For Ms Noor-el Huda, a freelance speech and drama trainer in her 50s, the money will help her to pay off her two-room HDB flat mortgage and conservancy changes which amount to S$500 a month, as well as her insurance premium payments.
She said that her usual monthly income of S$1,500 has been reduced to zero since April. Projects have dried up due to the Covid-19 pandemic.
However, if she “scrimps and saves”, the payouts coupled with her personal savings will help her to survive the next nine months.
NOT ENOUGH TO GET BY
However, for Mr Andy Kwan, 37, a driver with Prime Taxi, the S$3,000 will not last his family even for a month.
He is the sole breadwinner in a family of eight, and his monthly earnings have dropped from S$3,000 to less than S$1,000 since February.
This is despite taking up delivery jobs and paying a discounted taxi rental rate. As a result, he has fallen several months behind on his housing loan and other bills.
While the S$3,000 will help him offset some of this debt, Mr Kwan said that he will be left with little to support his family in the coming month. He applied for financial aid with non-profit group Chinese Development Assistance Council and now receives around S$400 each month.

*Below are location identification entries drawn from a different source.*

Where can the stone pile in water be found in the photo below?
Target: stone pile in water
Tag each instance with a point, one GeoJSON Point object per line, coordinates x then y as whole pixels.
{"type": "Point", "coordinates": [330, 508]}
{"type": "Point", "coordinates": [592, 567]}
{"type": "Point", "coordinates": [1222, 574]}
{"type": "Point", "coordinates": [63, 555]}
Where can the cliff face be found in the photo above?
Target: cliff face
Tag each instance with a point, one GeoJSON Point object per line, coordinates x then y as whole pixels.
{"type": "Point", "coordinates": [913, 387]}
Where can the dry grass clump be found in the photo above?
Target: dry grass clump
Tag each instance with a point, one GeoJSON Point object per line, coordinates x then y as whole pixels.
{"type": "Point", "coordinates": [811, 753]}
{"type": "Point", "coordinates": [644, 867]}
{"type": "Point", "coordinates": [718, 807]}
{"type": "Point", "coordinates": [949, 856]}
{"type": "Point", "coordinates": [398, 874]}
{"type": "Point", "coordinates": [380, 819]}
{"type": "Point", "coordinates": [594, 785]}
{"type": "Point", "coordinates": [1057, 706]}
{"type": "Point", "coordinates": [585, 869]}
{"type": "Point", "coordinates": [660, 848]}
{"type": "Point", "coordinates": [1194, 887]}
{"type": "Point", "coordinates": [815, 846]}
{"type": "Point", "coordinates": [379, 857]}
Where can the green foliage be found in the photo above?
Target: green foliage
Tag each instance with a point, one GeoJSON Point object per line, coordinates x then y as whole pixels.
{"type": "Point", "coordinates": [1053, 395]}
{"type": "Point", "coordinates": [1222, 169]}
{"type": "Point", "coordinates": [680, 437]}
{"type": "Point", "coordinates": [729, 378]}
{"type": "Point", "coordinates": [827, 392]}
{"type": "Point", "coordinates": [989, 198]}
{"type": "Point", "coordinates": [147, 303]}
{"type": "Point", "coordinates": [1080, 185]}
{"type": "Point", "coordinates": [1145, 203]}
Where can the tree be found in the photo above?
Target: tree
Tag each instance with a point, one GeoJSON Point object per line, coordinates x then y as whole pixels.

Taxi driver Kirsty Foo, 60, said that the payout will not be sufficient to support herself and her father, whom she has admitted to a nursing home for about S$500 a month.
Her monthly salary has dropped from around S$1,800 to S$600 after the outbreak.
While she had initially thought that the money would be enough to tide her through this period, she is less certain now with her employer Comfort DelGro’s announcement on Thursday that it will stop its full rental waivers for drivers from June 2 and will charge half of its usual rental fees.
The new rental rates mean that she will have to “tighten her belt”, Ms Foo said.
Even though there was no other financial support for the self-employed announced in the third supplementary national budget on Tuesday, the freelancers told TODAY that they were not disappointed.
Ms Foo said: “You cannot expect (the Government) to feed us everytime. The whole of Singapore needs to be taken care of… I cannot just keep complaining about the Government. I have to try and take everything step by step.”